Liatela’s work is positioned in tandem with a painting of Archangel Gabriel by Carlo Dolci from 1660 and a polaroid from Warhol from the 1970s. Two of his sculptures also include Catholic objects from the 1800s. “There are many decades (centuries) in the room, as well as chosen queer ancestors. Archangel Gabriel has been depicted as many genders across time in religious art,” he said.

According to Liatela, the exhibition also deals with absence, something that implies both a loss and potential. “Faith requires absence. It is about how the spaces in between–the portal and the threshold–are the most stable architectures we have to work with. And lastly, this work is about making the things that you need. Resolving your own wounds (that may be shared, inherited, collective) outside of one's own body, and making your own medicine that is the work. Creating what you needed because it didn’t exist before–there was a gap (a portal) akin to the space between decades, generations, realms, an empty stage at a gay bar, or the space between works next to one another in a gallery.”

The exhibition will run through December 9, 2022 at the University Galleries’ newly reconfigured flagship exhibition space, the George Segal Gallery.

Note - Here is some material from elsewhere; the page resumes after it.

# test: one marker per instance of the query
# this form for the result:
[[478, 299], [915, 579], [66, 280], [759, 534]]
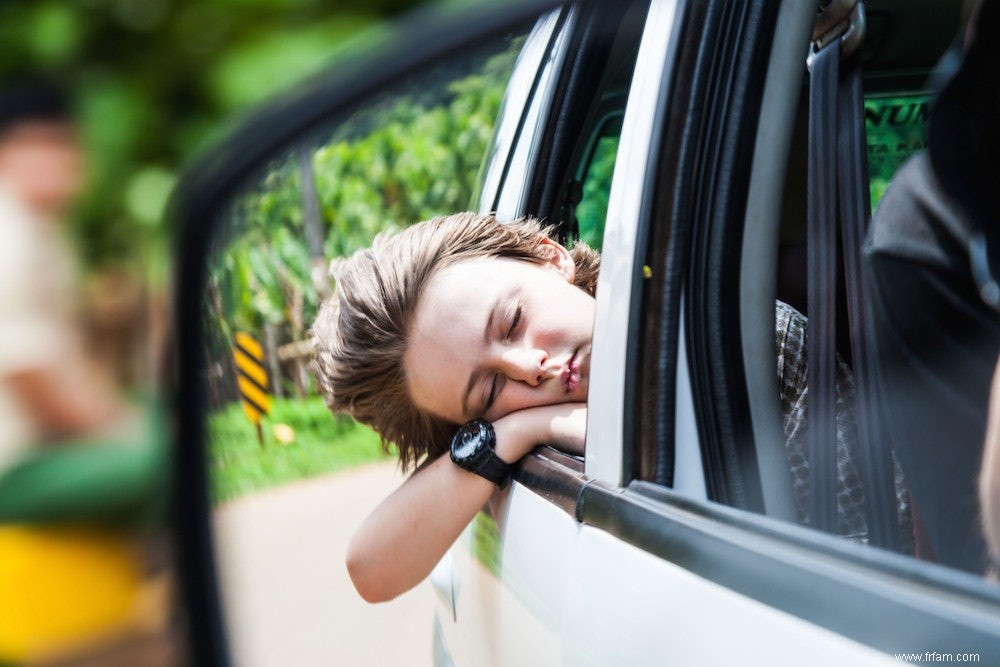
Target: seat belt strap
[[878, 474], [822, 288]]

Joseph Liatela is an interdisciplinary artist based in New York City. Using performance, sculpture, and video, he makes work that examines issues of biopolitics, institutional power, trans and queer subjectivities, surveillance, collective movement, projection, and embodiment. Liatela’s work has been included in exhibitions for Denniston Hill (Woodridge, NY), Human Resources LA (Los Angeles, CA), Los Angeles Contemporary Exhibitions (Los Angeles, CA), SOMArts (San Francisco, CA), Paul Robeson Galleries at Rutgers University (Newark, NJ), Field Projects (New York, NY), Trestle Gallery (Brooklyn, NY), The Monmouth Museum (Lincroft, NJ), Hubble Street Galleries (San Francisco, CA), Elizabeth Foundation for the Arts Project Space (New York, NY), BRIC (Brooklyn, NY), PS122 Gallery (New York, NY), Stellar Projects (New York, NY), Proyecto Galería (Mexico City, CDMX), SUM Gallery (Vancouver, BC), among others.  Liatela’s work has been featured in Artsy, The Leslie Lohman Museum Journal, SF MoMA’s Open Space, KQED Arts, Strange Fire Collective, Revista De La Universidad De México, The East Bay Express, ArtNews, Hyperallergic, Artforum, and Art & Education. He has attended residencies at Signal Fire Arts, Vermont Studio Center, The Wassaic Project, Denniston Hill, The Kala Institute, and The Banff Centre. He is a recipient of awards and fellowships from the Zellerbach Family Foundation, Vermont Studio Center, The Wassaic Project, Denniston Hill, California College of the Arts, Columbia University, and the Banff Centre.